Kementerian Luar Negeri Korsel pada Senin (8/3) mengatakan, AS dan Korsel akan segera menandatangani kesepakatan pembagian biaya tersebut. Kesepakatan itu muncul setelah pembicaraan tatap muka di Washington selama tiga hari.

Amerika Serikat menempatkan sekitar 28 ribu personel pasukannya di Korsel untuk membantu mencegah potensi agresi dari Korut. Di bawah pemerintahan mantan Presiden Donald Trump, AS kerap meminta sekutunya di Asia untuk meningkatkan bagian pembiayaan kerja sama militer secara drastis. Beban biaya yang dikeluarkan oleh Korsel untuk kehadiran militer Amerika merupakan masalah pelik dalam hubungan diplomatik kedua negara.

Pada 2019 Korsel harus membayar sekitar 924 juta dolar AS atau 1,04 triliun won untuk kehadiran pasukan AS. Jumlah beban biaya itu meningkat dari 830 juta dolar AS pada tahun sebelumnya.

Negosiasi untuk rencana pembagian biaya telah gagal karena Washington meminta Seoul membayar lima kali lipat dari biaya yang sebelumnya telah dibayarkan. Wall Street Journal melaporkan, kesepakatan pembagian biaya kerja sama militer ini akan berlangsung hingga 2025. Namun Kementerian Luar Negeri Korsel tidak memberikan komentar terkait laporan tersebut.

“Aliansi Amerika adalah sumber kekuatan kami yang luar biasa.

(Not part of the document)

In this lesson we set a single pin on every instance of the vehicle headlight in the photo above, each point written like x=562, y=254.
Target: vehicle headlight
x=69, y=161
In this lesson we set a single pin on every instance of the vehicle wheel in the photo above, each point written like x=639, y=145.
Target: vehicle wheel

Perkembangan ini mencerminkan komitmen administrasi Biden-Harris untuk menghidupkan kembali dan memodernisasi aliansi demokratis kami untuk memajukan keamanan dan kemakmuran bersama kami," ujar pernyataan Kementerian Luar Negeri Korsel.

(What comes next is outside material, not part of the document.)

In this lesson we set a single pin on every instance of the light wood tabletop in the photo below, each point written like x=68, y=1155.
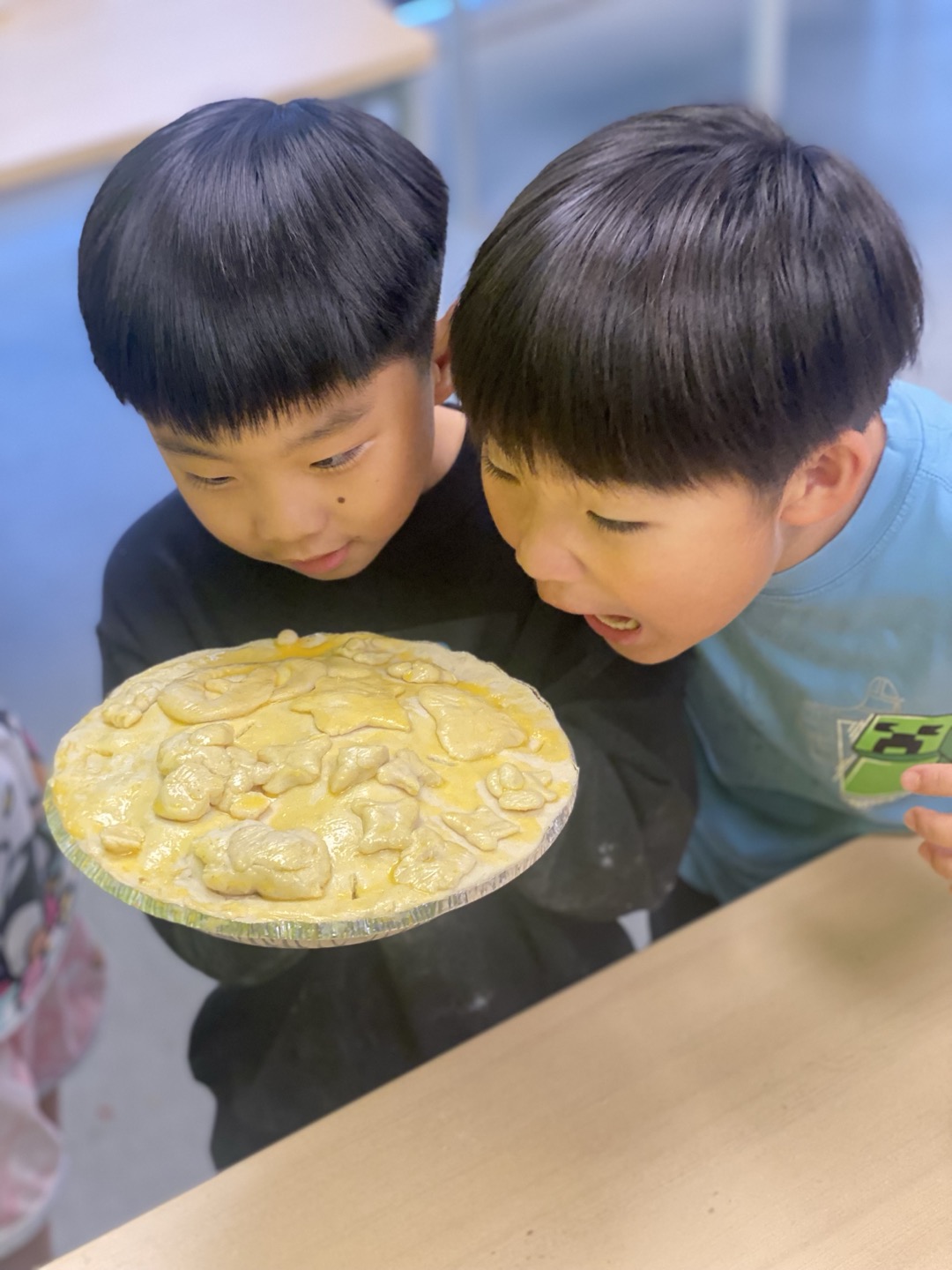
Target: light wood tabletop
x=83, y=80
x=766, y=1090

Korea Selatan mulai membayar penempatan militer AS pada awal 1990-an, setelah membangun kembali ekonominya dari kehancuran Perang Korea. Kehadiran militer AS yang besar di Korea Selatan adalah simbol aliansi negara. Namun di sisi lain kehadiran militer AS merupakan sumber sentimen anti-Amerika yang berlangsung sejak lama.

Sebagian besar kaum konservatif di Korsel khawatir bahwa mantan Presiden Donald Trump pada saat itu menggunakan negosiasi pembagian biaya kerja sama militer sebagai alasan untuk menarik beberapa pasukan AS di Korea Selatan. Negosiasi tersebut juga digunakan sebagai alat tawar-menawar dalam pembicaraan nuklir dengan pemimpin Korea Utara Kim Jong-un yang terhambat. AS dan Korsel juga telah menghentikan atau membatalkan beberapa latihan militer mereka dalam beberapa tahun terakhir untuk mendukung diplomasi nuklir.

Di bawah pemerintahan Presiden AS Joe Biden, prospek untuk rencana pembagian biaya baru telah meningkat. Pemerintahan Biden berupaya untuk meningkatkan aliansinya dengan Korsel dan negara-negara lain.